Hear Buddy Miller, Chris Shiflett Talk Robert Plant, Heart Attacks
One month after fronting the house band at this year’s Americana Honors & Awards, Buddy Miller sits down with Chris Shiflett – podcast host, Foo Fighters bandmate, solo artist and fellow multi-tasker – for the newest installment of Walking the Floor.
The episode makes its way through more than a half-century’s worth of history, from the original Woodstock, where a teenaged Miller caught Jimi Hendrix’s set, to present-day Nashville. Along the way, Miller – who helped strengthen the left-of-center country scenes in Austin, New York and Los Angeles before moving to Tennessee – geeks out over the Grateful Dead and takes some well-deserved shots at Nashville’s obsession with co-writing. There’s also a story about the time he suffered a heart attack onstage, only to drink half a beer with the creator of The Wire before heading to the hospital. (Priorities, people.)
Here are five highlights from Shiflett’s conversation with one of the founding fathers of Americana music. (Listen to the full episode below).
1. The Lone Star Cafe, Manhattan’s now-closed country club, was the reason Miller moved to New York City.
“When the movie [Urban Cowboy] came out, a club opened up in Manhattan called Lone Star Cafe,” remembers Miller, who was still living in Texas at the time. “They’d bring in Delbert McClinton, Muddy Waters, Eta James … I remember getting us booked at the Lone Star Cafe. It was a big deal. That scene was so electric, and I thought, ‘We need to be here. This is a cool place. They make records in New York.’ I convinced my wife to move up with me, and we became part of that scene up there … I got great players to play with me, and I started playing guitar with Kinky Friedman. Every Sunday night at the Lone Star. It was like church.”
2. Nashville, now home to soaring real estate prices, was wholly affordable when Miller moved to Music City.
The Millers went “completely broke” during their time in Los Angeles, prompting Buddy to move the family to Nashville during the early Nineties. He’d already visited the city to play shows with longtime friend Jim Lauderdale, and Nashville – whose home values rose by 13.7 percent last year – still seemed like an affordable headquarters for musicians. “I figured, ‘They think musicians are almost people here,'” he says. “‘We could probably talk our way into [a house],’ which is what we did. We’d gone bankrupt, but we were still able to swing getting into a house.”
3. Miller loves country music, but he isn’t a fan of co-writing.
“I don’t write with other people,” admits Miller, who takes issue with the heavily collaborated country songs emanating from Nashville’s Music Row community. “I write with my wife [singer-songwriter Julie Miller]. I write with [Jim] Lauderdale, but the way we write is I’ll stick something in his mailbox and say, ‘Can you please help me finish this?’ I don’t understand the whole thing about co-writing. Matter of fact, I think it’s not a great thing. I think it’s ruined a lot of music. It just dilutes things down. Your personality doesn’t come through as much in the song. I can only say that from listening to the thousands and thousands of songs I have to listen to for [the TV show Nashville, whose music is executive produced by Miller], and I see so many names on a song. It seems like this town is just writing one of three songs.”
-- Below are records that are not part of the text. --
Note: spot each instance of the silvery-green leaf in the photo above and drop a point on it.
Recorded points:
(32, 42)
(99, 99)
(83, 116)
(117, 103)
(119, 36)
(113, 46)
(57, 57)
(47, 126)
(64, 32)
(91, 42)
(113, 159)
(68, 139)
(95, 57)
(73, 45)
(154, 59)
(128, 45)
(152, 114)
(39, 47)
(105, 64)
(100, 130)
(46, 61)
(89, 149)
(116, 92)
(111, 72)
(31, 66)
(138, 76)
4. Robert Plant’s soundchecks are, predictably, pretty awesome.
“I got to know him on the Raising Sand Tour,” says Miller, who caught Led Zeppelin’s first show at the Fillmore East and, decades later, joined Plant and Alison Krauss on the road as a sideman. “And then he asked me to help put together that Band of Joy [lineup] and make the record with him. I love him. He’s incredible. He’s so inspiring. It would all be about soundcheck – creating something new at soundcheck. And if we’re doing old songs, we’re not doing them as they were. He just wants to keep moving forward.”
5. After suffering a heart attack onstage, Miller insisted on drinking a beer with The Wire creator David Simon before undergoing a triple bypass at a Baltimore hospital.
“Patty Griffin, Shawn Colvin, Emmylou Harris and me had this thing called Three Girls and Their Buddy,” he says, recounting the in-the-round tour that took Miller across the country in 2010. “As I was singing my last song of the night in Baltimore, I had a heart attack. I made it through, so I could get paid. Not only did I finish the gig, but I heard the creator of The Wire was there. I think he was friends with Patty. And I just wanted to hang and have a beer at the meet-and-greet afterward. I knew it was a heart attack. I went down there – I was soaking wet, in pain and sweating – and I almost finished the beer. Then they took me to the hospital and said, ‘You’ve suffered a massive heart attack.’ They gave me an emergency triple bypass.”